The lecture, titled “Trading Kennedy for Kavanaugh: What’s at Stake for Religious Freedom?” will take place at 3 p.m. at Niebuhr Hall. A reception to follow.
Melissa Rogers served as Obama administration special assistant to the president and executive director of the White House Office of Faith-based and Neighborhood Partnerships. Rogers previously served as chair of the inaugural Advisory Council on Faith-based and Neighborhood Partnerships, Executive Director of the Pew Forum on Religion and Public Life, and General Counsel of the Baptist Joint Committee for Religious Liberty. Her areas of expertise include the First Amendment’s religion clauses, religion in American public life, and the interplay of religion, policy, and politics. Rogers co-authored a case book on religion and law for Baylor University Press, Religious Freedom and the Supreme Court (2008). She holds a J.D. from the University of Pennsylvania Law School and a B.A. from Baylor University.

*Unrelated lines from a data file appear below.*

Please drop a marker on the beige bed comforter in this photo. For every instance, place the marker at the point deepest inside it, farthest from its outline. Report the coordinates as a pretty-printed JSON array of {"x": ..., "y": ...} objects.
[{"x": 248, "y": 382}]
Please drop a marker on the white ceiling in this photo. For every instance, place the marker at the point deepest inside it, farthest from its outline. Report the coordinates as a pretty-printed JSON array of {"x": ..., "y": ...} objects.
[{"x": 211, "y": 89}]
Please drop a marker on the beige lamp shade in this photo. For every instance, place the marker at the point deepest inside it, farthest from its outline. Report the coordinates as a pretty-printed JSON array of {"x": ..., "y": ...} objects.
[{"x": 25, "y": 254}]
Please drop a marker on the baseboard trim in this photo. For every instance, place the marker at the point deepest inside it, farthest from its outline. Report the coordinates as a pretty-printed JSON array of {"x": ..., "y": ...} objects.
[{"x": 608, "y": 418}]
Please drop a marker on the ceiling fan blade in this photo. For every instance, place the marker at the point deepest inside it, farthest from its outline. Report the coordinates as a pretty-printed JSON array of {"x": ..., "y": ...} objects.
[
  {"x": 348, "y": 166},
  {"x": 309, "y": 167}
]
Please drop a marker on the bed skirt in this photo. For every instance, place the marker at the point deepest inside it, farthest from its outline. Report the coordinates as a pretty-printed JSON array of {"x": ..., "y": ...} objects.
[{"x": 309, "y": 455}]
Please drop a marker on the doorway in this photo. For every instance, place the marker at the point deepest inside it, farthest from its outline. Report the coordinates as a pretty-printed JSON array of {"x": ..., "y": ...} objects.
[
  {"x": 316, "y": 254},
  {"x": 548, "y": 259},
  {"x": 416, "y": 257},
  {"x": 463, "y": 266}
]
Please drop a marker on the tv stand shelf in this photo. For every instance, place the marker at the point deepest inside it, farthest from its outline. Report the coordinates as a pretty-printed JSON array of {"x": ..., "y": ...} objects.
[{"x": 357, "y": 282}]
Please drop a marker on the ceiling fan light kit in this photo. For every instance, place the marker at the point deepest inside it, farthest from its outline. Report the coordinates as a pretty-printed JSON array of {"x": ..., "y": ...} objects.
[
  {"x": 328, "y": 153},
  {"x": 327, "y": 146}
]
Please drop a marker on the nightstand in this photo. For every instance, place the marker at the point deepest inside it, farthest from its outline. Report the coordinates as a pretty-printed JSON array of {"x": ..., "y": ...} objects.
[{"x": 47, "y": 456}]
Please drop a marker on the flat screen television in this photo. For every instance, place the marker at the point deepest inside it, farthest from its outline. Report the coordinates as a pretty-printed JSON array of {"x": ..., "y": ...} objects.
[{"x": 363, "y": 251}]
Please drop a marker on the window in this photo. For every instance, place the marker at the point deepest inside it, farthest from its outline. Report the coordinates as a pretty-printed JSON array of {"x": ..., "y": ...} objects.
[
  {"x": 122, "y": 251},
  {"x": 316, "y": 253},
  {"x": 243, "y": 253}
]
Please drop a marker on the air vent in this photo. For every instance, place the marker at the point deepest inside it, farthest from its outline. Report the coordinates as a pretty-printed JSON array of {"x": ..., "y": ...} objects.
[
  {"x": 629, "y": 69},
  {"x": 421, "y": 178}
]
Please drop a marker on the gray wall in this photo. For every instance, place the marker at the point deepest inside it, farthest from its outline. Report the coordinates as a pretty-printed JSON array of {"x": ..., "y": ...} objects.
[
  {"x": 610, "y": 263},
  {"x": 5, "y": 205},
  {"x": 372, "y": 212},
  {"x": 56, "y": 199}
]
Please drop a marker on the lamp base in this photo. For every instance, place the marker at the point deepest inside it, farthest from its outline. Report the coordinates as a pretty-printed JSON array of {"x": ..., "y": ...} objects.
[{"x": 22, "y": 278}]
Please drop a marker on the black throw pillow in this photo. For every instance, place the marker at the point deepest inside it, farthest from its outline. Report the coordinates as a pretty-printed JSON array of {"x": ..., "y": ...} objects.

In her lecture, Rogers will consider some ways in which Justice Kennedy’s voice and vote mattered in religious freedom cases, and how a Justice Kavanaugh might change that calculus.
The White House has described the Kavanaugh appointment as part of President Trump’s efforts to “reshap[e] the judiciary,” work that “goes hand-in-hand” with the President’s program to “promot[e] individual liberties and religious freedoms.”
The Loring Sabin Ensign Lectureship in Contemporary Interpretation of Religious Issues was founded in 1994 by church members and other friends to honor Loring S. Ensign ’51 M.Div. for his quarter-century of service as pastor of the Southport, Conn., Congregational Church.